Credit Card Number (example used is MasterCard):

(^|\b)(5[1-5]\d{2})([- ])(\d{4})\3(\d{4})\3(\d{4})(\b|$) 

This is one simple example of one type of 16-digit MasterCard search expression where the initial number is '51' to '55' and dashes or spaces are used. There is also syntax to include variations using the prefix numbers 2221 through 2720 using the '|' or operator - 222[1-9]|22[3-9][0-9]|2[3-6][0-9]{2}|27[01][0-9]|2720)

Syntax:

  • (^|\b) = Starts string. This is the first positional parameter $1.

  • (5[1-5]\d{2}) = First group matches '5' followed by a number in the range from '1' to '5' followed by two further decimal characters. This captures the digits returned as the second positional parameter $2.

  • ([- ]) = The separator character is a hyphen or space. This is the third positional parameter $3.

  • (\d{4}) = Match a single decimal character four times. This captures the digits returned as the fourth positional parameter $4.

  • \3 = References the third parameter; separators must be identical.

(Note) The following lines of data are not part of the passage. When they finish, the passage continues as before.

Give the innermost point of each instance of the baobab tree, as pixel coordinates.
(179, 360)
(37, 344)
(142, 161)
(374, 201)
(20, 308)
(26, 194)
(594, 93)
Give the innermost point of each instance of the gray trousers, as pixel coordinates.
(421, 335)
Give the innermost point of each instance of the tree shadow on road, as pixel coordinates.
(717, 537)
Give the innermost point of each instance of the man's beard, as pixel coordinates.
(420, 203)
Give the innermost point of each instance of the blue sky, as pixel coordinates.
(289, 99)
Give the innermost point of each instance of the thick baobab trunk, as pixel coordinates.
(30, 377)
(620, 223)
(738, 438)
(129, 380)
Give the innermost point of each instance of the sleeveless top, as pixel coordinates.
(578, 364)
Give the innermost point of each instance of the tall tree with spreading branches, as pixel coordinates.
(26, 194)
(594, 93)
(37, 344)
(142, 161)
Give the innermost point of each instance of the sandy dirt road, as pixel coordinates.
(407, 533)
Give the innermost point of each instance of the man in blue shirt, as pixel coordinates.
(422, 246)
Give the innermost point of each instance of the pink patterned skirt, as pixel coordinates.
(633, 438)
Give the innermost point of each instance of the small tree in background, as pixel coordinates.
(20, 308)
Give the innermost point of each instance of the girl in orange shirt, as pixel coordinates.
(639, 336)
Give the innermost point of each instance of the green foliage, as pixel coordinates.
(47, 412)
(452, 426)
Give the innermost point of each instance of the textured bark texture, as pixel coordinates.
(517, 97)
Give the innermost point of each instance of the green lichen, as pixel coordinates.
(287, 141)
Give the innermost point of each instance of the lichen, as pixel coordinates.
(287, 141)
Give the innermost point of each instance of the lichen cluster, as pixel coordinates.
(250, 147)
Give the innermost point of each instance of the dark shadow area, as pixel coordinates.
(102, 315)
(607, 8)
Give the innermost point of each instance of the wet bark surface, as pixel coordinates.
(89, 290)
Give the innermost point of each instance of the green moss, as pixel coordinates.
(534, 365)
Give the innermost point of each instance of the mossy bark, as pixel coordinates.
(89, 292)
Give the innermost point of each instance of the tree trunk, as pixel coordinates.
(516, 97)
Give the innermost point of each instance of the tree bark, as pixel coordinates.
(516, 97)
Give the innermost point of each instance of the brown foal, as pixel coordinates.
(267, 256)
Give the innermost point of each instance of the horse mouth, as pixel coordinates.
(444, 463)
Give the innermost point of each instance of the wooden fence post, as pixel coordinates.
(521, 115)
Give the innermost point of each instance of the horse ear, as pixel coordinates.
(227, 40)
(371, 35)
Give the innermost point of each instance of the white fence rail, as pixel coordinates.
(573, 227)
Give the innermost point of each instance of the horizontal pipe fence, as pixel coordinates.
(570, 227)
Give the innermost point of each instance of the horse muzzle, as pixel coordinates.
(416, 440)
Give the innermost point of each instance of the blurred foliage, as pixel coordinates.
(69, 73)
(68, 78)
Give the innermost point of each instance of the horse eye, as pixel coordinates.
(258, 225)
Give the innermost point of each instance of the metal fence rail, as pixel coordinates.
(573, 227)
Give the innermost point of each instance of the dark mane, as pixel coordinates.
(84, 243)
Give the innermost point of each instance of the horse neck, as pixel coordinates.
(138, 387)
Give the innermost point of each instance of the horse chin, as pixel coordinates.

  • (\d{4}) = Match a single decimal character four times. This captures the digits returned as the fifth positional parameter $5.

  • \3 = References the third parameter; separators must be identical.

  • (\d{4}) = Match a single decimal character four times. This captures the digits returned as the sixth positional parameter $6.

  • \3 = References the third parameter; separators must be identical.

  • ($|\b) = End of string OR word boundary. This is positional parameter $7.

  • The captured values are concatenated $2-$4-$5-$6 = $0 for the string expression.